On the structure of $L^\infty$-entropy solutions to scalar conservation laws in one-space dimension

TL;DR

This paper analyzes the structure of entropy solutions to scalar conservation laws in one dimension, showing that entropy dissipation concentrates on countably many Lipschitz curves and detailing the characteristics' structure.

Contribution

It provides a detailed structural analysis of entropy solutions, revealing the measure concentration of entropy dissipation and the behavior of characteristic curves, with sharpness demonstrated through counterexamples.

Findings

Entropy dissipation is concentrated on countably many Lipschitz curves.

Characteristic curves are segments outside a countably 1-rectifiable set.
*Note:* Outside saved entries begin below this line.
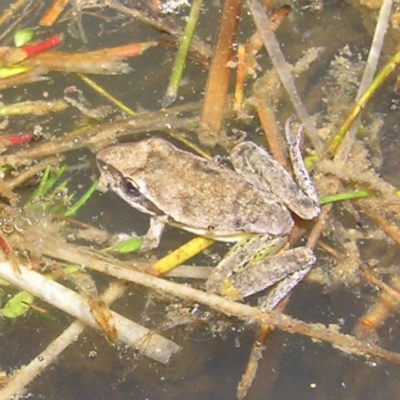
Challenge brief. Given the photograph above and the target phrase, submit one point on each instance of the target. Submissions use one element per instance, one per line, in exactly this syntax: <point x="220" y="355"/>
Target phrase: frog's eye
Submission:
<point x="131" y="187"/>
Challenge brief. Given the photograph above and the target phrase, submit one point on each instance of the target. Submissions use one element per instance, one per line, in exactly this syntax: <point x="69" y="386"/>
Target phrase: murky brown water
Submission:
<point x="211" y="367"/>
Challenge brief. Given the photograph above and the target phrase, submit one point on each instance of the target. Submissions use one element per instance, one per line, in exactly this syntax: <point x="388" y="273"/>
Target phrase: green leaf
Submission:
<point x="23" y="36"/>
<point x="128" y="246"/>
<point x="18" y="305"/>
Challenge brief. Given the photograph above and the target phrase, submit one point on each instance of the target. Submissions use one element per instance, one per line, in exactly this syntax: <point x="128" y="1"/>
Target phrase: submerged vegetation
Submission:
<point x="161" y="67"/>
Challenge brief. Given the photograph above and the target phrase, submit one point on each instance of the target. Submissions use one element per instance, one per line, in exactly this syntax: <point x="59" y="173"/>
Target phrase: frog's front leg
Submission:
<point x="151" y="239"/>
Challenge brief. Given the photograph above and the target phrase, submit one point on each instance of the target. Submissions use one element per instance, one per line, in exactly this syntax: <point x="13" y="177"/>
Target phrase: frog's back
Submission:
<point x="198" y="195"/>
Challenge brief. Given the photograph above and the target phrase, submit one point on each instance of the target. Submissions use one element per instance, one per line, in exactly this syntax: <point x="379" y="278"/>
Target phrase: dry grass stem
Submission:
<point x="157" y="348"/>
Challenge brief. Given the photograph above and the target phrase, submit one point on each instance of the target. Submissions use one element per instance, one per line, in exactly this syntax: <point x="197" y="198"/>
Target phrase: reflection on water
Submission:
<point x="212" y="363"/>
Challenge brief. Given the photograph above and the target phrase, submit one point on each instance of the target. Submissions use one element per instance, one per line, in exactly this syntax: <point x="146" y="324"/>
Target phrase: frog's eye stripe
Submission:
<point x="131" y="187"/>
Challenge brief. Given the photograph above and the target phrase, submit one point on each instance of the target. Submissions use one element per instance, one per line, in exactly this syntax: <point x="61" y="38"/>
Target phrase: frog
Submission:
<point x="250" y="204"/>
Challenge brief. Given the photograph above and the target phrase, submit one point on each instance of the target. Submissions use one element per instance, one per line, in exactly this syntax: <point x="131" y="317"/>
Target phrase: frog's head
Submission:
<point x="121" y="181"/>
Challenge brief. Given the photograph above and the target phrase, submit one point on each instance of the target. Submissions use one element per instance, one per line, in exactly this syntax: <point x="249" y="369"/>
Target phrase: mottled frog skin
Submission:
<point x="209" y="199"/>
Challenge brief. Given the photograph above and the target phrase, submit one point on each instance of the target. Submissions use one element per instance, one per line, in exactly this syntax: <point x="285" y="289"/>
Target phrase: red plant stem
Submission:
<point x="33" y="49"/>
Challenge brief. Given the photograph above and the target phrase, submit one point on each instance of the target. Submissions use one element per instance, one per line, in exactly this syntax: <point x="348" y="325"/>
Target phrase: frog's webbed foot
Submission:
<point x="285" y="270"/>
<point x="152" y="238"/>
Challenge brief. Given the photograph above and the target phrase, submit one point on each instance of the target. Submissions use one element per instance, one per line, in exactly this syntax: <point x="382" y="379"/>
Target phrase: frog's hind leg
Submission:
<point x="285" y="270"/>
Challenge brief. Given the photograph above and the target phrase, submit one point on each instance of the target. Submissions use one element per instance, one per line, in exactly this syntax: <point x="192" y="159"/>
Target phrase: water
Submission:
<point x="210" y="367"/>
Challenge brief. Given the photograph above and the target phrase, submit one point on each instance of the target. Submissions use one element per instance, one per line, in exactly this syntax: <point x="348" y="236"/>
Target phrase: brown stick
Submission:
<point x="218" y="77"/>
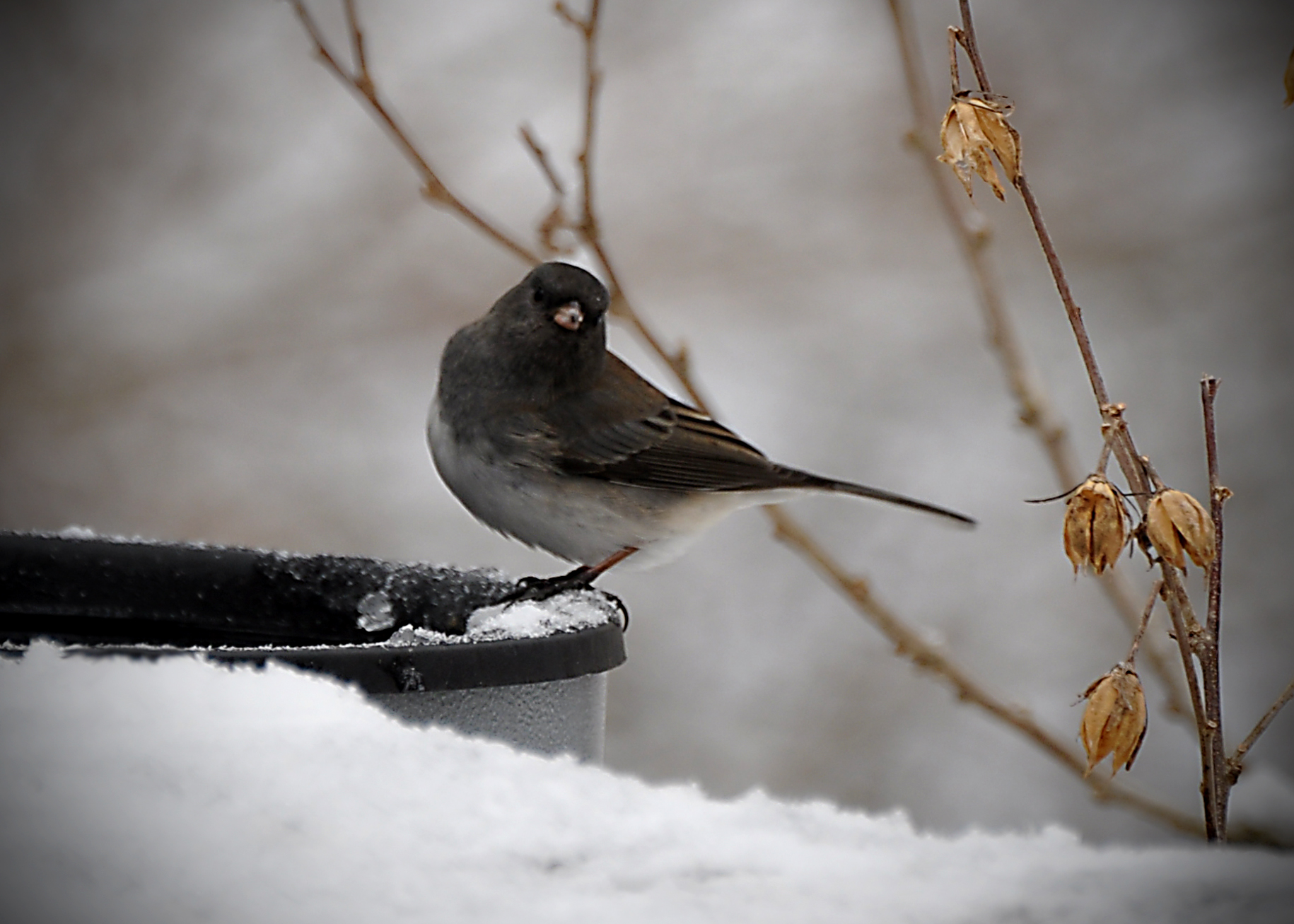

Initial data is taken in a strong sense, with counterexamples confirming sharpness.

Abstract

We prove that if $u$ is the entropy solution to a scalar conservation law in one space dimension, then the entropy dissipation is a measure concentrated on countably many Lipschitz curves. This result is a consequence of a detailed analysis of the structure of the characteristics. \\ In particular the characteristic curves are segments outside a countably 1-rectifiable set and the left and right traces of the solution exist in a $C^0$-sense up to the degeneracy due to the segments where $f"=0$. We prove also that the initial data is taken in a suitably strong sense and we give some counterexamples which show that these results are sharp.